The Ascension. Luke is the only Biblical writer who gives an account of Jesus’ ascension into heaven. The account of the ascension is given vaguely at the end of the Gospel (Luke 24:50-51) and in more detail at the beginning of Acts (Acts 1:9-12). As a supposedly historical event, this is probably the most outlandish element of the Jesus tradition preserved in the four Gospels.
Historical explanations can be given for why an ascension story was needed, but they involve assessments of the post-crucifixion Jesus stories about which Christians are likely to differ a lot.
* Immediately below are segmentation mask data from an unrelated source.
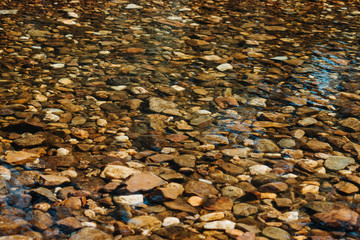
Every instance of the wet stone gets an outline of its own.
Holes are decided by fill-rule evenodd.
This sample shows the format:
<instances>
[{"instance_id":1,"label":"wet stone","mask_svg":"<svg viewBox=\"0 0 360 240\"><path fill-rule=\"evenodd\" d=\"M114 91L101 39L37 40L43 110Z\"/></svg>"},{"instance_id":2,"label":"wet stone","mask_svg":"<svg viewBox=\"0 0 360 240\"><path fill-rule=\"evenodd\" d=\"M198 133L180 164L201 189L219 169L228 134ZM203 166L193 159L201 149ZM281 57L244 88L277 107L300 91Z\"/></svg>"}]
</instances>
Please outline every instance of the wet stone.
<instances>
[{"instance_id":1,"label":"wet stone","mask_svg":"<svg viewBox=\"0 0 360 240\"><path fill-rule=\"evenodd\" d=\"M277 227L266 227L262 230L262 234L270 239L291 239L291 235L288 232Z\"/></svg>"},{"instance_id":2,"label":"wet stone","mask_svg":"<svg viewBox=\"0 0 360 240\"><path fill-rule=\"evenodd\" d=\"M190 154L184 154L174 157L173 161L180 167L195 167L196 157Z\"/></svg>"},{"instance_id":3,"label":"wet stone","mask_svg":"<svg viewBox=\"0 0 360 240\"><path fill-rule=\"evenodd\" d=\"M207 197L209 195L216 195L218 190L213 185L205 182L190 181L185 185L185 193Z\"/></svg>"},{"instance_id":4,"label":"wet stone","mask_svg":"<svg viewBox=\"0 0 360 240\"><path fill-rule=\"evenodd\" d=\"M152 173L134 173L125 184L129 192L148 191L157 186L163 185L164 180Z\"/></svg>"},{"instance_id":5,"label":"wet stone","mask_svg":"<svg viewBox=\"0 0 360 240\"><path fill-rule=\"evenodd\" d=\"M339 171L346 168L350 164L354 164L355 159L344 156L330 156L325 160L324 166L332 171Z\"/></svg>"},{"instance_id":6,"label":"wet stone","mask_svg":"<svg viewBox=\"0 0 360 240\"><path fill-rule=\"evenodd\" d=\"M280 148L269 139L259 139L256 141L255 146L258 151L264 153L276 153L280 151Z\"/></svg>"},{"instance_id":7,"label":"wet stone","mask_svg":"<svg viewBox=\"0 0 360 240\"><path fill-rule=\"evenodd\" d=\"M258 208L247 203L238 203L233 207L235 216L247 217L258 212Z\"/></svg>"},{"instance_id":8,"label":"wet stone","mask_svg":"<svg viewBox=\"0 0 360 240\"><path fill-rule=\"evenodd\" d=\"M143 228L143 229L148 229L150 231L154 231L154 230L158 230L161 227L162 222L153 216L137 216L131 218L128 221L128 224L131 227Z\"/></svg>"},{"instance_id":9,"label":"wet stone","mask_svg":"<svg viewBox=\"0 0 360 240\"><path fill-rule=\"evenodd\" d=\"M114 238L99 230L92 227L85 227L75 233L73 236L69 238L69 240L80 240L80 239L89 239L89 240L96 240L96 239L104 239L104 240L113 240Z\"/></svg>"},{"instance_id":10,"label":"wet stone","mask_svg":"<svg viewBox=\"0 0 360 240\"><path fill-rule=\"evenodd\" d=\"M352 230L359 225L359 214L349 209L316 213L312 218L325 227L335 229Z\"/></svg>"}]
</instances>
Suffice it to say, the ascension was necessary to get the physical Jesus off the scene. Especially for Luke’s work, the future was directed by the Holy Spirit. Luke has Jesus state the master plan for the second volume (Acts 1:6-8), then retire to the right hand of God so the Holy Spirit can actively take over the work (Pentecost).
Still, the Ascension is an irritating reinforcement of the ancient world-view that I could live without.